2015-04-22 18:11:00

Les Erythréens, l'exil permanent


(RV) Entretien- Les chefs d’Etat et de gouvernement des 28 pays de l’Union européenne se réunissent le 23 avril pour discuter des mesures à adopter face à l’afflux de migrants, quelques jours après le naufrage qui a fait plus de 800 morts au large des côtes libyennes.

Parmi les nombreux migrants qui tentent de traverser la mer Méditerranée, les Erythréens représentent l’un des contingents les plus importants. Ce petit pays d’Afrique de l’Est, qui a fait sécession de l’Ethiopie en 1992, compte plus d’un quart de ses ressortissants à l’extérieur de ses frontières. Ils fuient la dictature d’Issayas Afewerki, qui impose aux habitants des conditions de vie très dures et a beaucoup isolé le pays par rapport aux autres Etats africains.

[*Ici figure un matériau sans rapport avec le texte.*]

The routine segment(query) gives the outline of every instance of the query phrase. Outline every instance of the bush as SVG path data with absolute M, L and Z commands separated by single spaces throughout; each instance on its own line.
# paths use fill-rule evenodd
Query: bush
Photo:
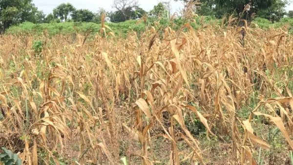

Le journaliste Léonard Vincent, auteur du livre « Les Erythréens » paru en 2012 aux éditions Payot et Rivages évoque l’importance de cette diaspora de plus d’un million d’hommes et de femmes, souvent soumis à l’insécurité, à la violence et à un contrôle politique qui dépasse les frontières du pays.

 

L’Érythrée, c’est un petit pays d’Afrique de l’Est qui est coincé entre Djibouti, le Soudan et l’Éthiopie sur les bords de la Mer Rouge. C’est un pays qui est indépendant de facto depuis 1991, après trente ans de guerre de libération. C’était anciennement le rivage de l’Éthiopie. Ils ont combattu une guerre extrêmement cruelle dans la solitude. C’est un tout petit pays d’environ cinq à six millions d’habitants mais on estime depuis dix ans que les Érythréens fuient en masse l’enfer totalitaire qui règne dans leur pays. On estime qu’il y a plus d’un million d’Érythréens qui vivent aujourd’hui à l’étranger.

Et qui sont du coup plutôt en Europe ou il y en a qui sont partis aussi vers d’autres pays d’Afrique ?

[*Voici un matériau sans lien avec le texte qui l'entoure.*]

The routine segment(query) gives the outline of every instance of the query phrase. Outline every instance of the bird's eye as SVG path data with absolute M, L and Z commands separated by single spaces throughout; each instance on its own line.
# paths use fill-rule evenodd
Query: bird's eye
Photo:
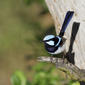
M 48 41 L 48 42 L 46 42 L 48 45 L 50 45 L 50 46 L 54 46 L 54 41 Z
M 54 35 L 47 35 L 44 37 L 43 41 L 48 41 L 50 39 L 53 39 L 55 36 Z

Il  y a un peu de tout. Il y a des camps de réfugiés au Soudan qui sont surpeuplés. Il y a aussi environs 100.000 Érythréens qui sont en Éthiopie, donc le long de l’ancienne ligne de front dans plusieurs camps qui ouvrent au fur et à mesure qu’ils arrivent dans le Tigré éthiopien et en pays Afar. Il y a aussi beaucoup d’Érythréens qui sont en Égypte, dans les bidonvilles autour du Caire ou détenus dans le Sinaï par des mafias de bédouins qui les rançonnent, les rackettent, les torturent et les tuent souvent. Il y a en a aussi beaucoup qui sont coincés en Libye. Il y a aussi une importante diaspora qui est allée en Europe, aux États-Unis et au Canada. C’est un pays dont le peuple est atomisé aux quatre coins de la planète avec une diaspora organisée et souvent puissante. Et puis, un régime extrêmement soupçonneux qui les surveille au-delà de ses frontières puisque les ambassades sont extrêmement puissantes et il est requis de payer un impôt révolutionnaire, faute de quoi on ne peut plus envoyer de courriers, on ne peut pas communiquer avec le pays. C’est une diaspora qui est toujours aussi tourmentée, même après avoir fui la dictature.

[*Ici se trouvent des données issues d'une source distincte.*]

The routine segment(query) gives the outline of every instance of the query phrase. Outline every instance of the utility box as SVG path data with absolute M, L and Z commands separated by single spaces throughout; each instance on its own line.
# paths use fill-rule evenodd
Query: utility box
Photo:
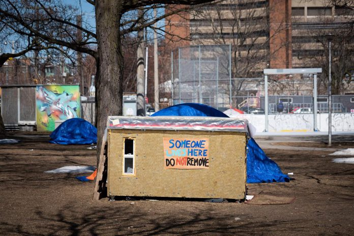
M 244 199 L 247 120 L 108 117 L 108 195 Z
M 135 116 L 136 115 L 136 95 L 123 95 L 123 115 Z

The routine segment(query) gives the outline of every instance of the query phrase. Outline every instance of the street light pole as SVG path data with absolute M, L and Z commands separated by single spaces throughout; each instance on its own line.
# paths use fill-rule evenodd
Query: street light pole
M 331 53 L 331 46 L 332 45 L 332 41 L 333 39 L 333 35 L 330 34 L 326 36 L 326 38 L 328 40 L 328 49 L 329 49 L 329 68 L 328 69 L 328 145 L 332 145 L 332 75 L 331 74 L 331 68 L 332 66 L 332 54 Z

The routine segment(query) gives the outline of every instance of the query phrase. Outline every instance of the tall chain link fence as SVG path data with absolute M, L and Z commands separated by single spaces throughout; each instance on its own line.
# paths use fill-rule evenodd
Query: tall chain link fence
M 230 45 L 192 46 L 172 52 L 174 104 L 194 102 L 229 107 Z

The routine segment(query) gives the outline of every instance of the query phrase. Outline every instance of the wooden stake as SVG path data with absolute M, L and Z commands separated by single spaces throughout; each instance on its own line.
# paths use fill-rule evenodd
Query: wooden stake
M 96 176 L 95 191 L 94 192 L 94 200 L 99 200 L 105 194 L 102 192 L 102 189 L 105 188 L 106 179 L 107 176 L 104 178 L 103 173 L 105 171 L 105 163 L 107 157 L 104 155 L 105 145 L 107 140 L 107 129 L 105 130 L 104 135 L 102 138 L 102 144 L 100 153 L 100 161 L 97 166 L 97 176 Z

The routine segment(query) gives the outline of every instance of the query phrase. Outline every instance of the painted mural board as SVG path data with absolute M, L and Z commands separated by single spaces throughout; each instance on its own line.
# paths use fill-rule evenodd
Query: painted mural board
M 37 85 L 36 87 L 37 128 L 52 131 L 55 121 L 81 117 L 79 85 Z
M 209 139 L 163 138 L 165 169 L 209 168 Z

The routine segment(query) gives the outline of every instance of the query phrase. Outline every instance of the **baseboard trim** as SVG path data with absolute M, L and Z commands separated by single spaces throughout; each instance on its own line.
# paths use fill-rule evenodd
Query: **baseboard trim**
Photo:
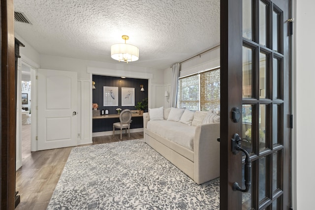
M 137 132 L 143 132 L 143 128 L 133 128 L 130 129 L 130 133 L 136 133 Z M 115 131 L 115 134 L 120 133 L 120 130 L 116 130 Z M 92 137 L 96 137 L 97 136 L 109 136 L 110 135 L 113 135 L 113 131 L 111 130 L 110 131 L 103 131 L 103 132 L 95 132 L 94 133 L 92 133 Z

On présente parfois l’Érythrée comme la Corée du Nord de l’Afrique. Est-ce que c’est une définition juste ?

C’est un slogan qui est efficace et qui permet de comprendre que le système qui règne à l’intérieur des frontières de l’Érythrée est totalitaire. Maintenant, il y a bien sûr des points communs avec la Corée du Nord : une extrême militarisation de la société, une extrême centralité du pouvoir autour du président et de ses conseillers mais les rues de Pyongyang et les rues d’Asmara ne se ressemblent pas. Il n’y a pas de culte de la personnalité autour du président qui est au contraire un homme extrêmement austère. J’aurais plutôt tendance à comparer le mode de gouvernance érythréen à la Roumanie de Ceausescu dans les années 1970 ou à l’Albanie d’Enver Hoxha aussi. C’est un régime fondé sur les trafics maoïstes avec un parti qui serait l’avant-garde du peuple, un peuple en armes, une société structurée autour de l’armée et puis, un culte des martyrs et des vétérans de la guerre de libération qui a été extrêmement cruelle pour le peuple érythréen.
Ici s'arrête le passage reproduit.